Let $f\in \mathcal C^2([a,b]\times \mathbb R\times \mathbb R)$. I have to show that if $\bar u\in \mathcal C^2([a,b])\cap X$ is a minimizer of $$\inf_{u\in X}\left\{\int_a^b f(x,u(x),u'(x))dx\right\},$$ for $X=\{u\in \mathcal C^1([a,b])\mid u(a)=\alpha \}$, then $$\begin{cases}\frac{d}{dx}f_\xi=f_u\\ f_\xi(b,\bar u(b),\bar u'(b))=\alpha \end{cases}.$$
We suppose WLOG that $u(a)=0$. The proof goes as the proof of Euler-Lagrange Equation. Except that at the end, I get $$\int_a^b \left(f_u-\frac{d}{dx}f_\xi\right)v+f_{\xi}(b, \bar u(b),\bar u'(b))v(b)=0.$$ for all $v\in X$. Now, it's written that using fundamental theorem of calculs of variation, we get $$\begin{cases}\frac{d}{dx}f_\xi=f_u\\ f_\xi(b,\bar u(b),\bar u'(b))=0\end{cases}.$$
I would agree if $$\int_a^b \left(f_u-\frac{d}{dx}f_\xi\right)v=0,$$ but it's not what we have... so how can it work ?
The fundamental lemma says this (see : https://en.wikipedia.org/wiki/Fundamental_lemma_of_calculus_of_variations )
If : $\int_a^b f(x)h(x) dx = 0 $ for all compactly supported smooth functions $h(x) \text{ on } (a,b)$ , then this implies $\implies f(x)=0$.
Your $'h(x)'=v$ , and your $'f(x)'=f_u-\frac{d}{dx}f_\xi $ .
Your question was why can we assume $\int_a^b \left(f_u-\frac{d}{dx}f_\xi\right)v dx$ must be $0$ ?
"Compactly supported" means "vanishes outside" $(c,d)$ for some $c,d$ such that $a<c<d<b$. So in that case the fundamental theorem applies.

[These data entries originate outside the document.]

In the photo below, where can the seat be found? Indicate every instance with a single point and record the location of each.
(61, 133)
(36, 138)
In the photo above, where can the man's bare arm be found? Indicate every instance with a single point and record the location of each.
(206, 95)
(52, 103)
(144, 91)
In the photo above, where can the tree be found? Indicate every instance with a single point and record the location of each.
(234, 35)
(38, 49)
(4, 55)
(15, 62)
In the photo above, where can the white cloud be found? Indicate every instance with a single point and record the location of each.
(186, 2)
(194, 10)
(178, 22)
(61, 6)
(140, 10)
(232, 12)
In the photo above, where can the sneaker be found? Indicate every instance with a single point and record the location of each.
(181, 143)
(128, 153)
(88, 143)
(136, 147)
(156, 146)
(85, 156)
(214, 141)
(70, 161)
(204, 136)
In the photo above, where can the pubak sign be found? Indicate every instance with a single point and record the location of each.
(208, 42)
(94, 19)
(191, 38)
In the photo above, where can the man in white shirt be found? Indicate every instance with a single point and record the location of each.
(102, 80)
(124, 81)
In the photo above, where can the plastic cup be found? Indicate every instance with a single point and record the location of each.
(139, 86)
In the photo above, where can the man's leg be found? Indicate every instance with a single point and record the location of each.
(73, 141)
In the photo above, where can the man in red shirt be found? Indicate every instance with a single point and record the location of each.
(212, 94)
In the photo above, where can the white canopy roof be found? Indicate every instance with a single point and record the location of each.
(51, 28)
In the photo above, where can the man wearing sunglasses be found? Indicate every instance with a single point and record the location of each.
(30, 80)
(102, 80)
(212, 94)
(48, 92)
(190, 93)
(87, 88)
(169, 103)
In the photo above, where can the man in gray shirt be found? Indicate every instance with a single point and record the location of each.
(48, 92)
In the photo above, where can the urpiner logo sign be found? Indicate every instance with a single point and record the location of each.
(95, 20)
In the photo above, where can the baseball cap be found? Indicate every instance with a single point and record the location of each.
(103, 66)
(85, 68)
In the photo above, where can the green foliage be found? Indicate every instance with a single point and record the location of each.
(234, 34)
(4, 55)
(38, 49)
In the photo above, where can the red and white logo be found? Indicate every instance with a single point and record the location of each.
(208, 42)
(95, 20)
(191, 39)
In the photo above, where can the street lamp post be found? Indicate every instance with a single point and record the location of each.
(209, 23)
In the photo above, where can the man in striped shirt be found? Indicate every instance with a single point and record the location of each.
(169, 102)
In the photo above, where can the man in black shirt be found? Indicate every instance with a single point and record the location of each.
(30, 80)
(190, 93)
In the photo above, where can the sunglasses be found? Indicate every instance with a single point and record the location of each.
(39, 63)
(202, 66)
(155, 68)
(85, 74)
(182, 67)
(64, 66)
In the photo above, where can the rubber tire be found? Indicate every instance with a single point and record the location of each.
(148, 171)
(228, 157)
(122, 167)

When you say : $ \forall \enspace v \in X : \int_a^b \left(f_u-\frac{d}{dx}f_\xi\right)v dx +f_{\xi}(b, \bar u(b),\bar u'(b))v(b)=0 $ that means that also this is valid for all compactly supported $v \in X$. But for all compactly supported $v$ we have $v(b)=0 $ implying that : $f_{\xi}(b, \bar u(b),\bar u'(b))v(b)$ must be zero for all compactly supported $v$. Then we see that $\int_a^b \left(f_u-\frac{d}{dx}f_\xi\right)v dx$ must also be zero for all compactly supported $v$ and we can apply the fundamental theorem.
It follows that $f_u-\frac{d}{dx}f_\xi=0$ and then also : $f_{\xi}(b, \bar u(b),\bar u'(b))=0$.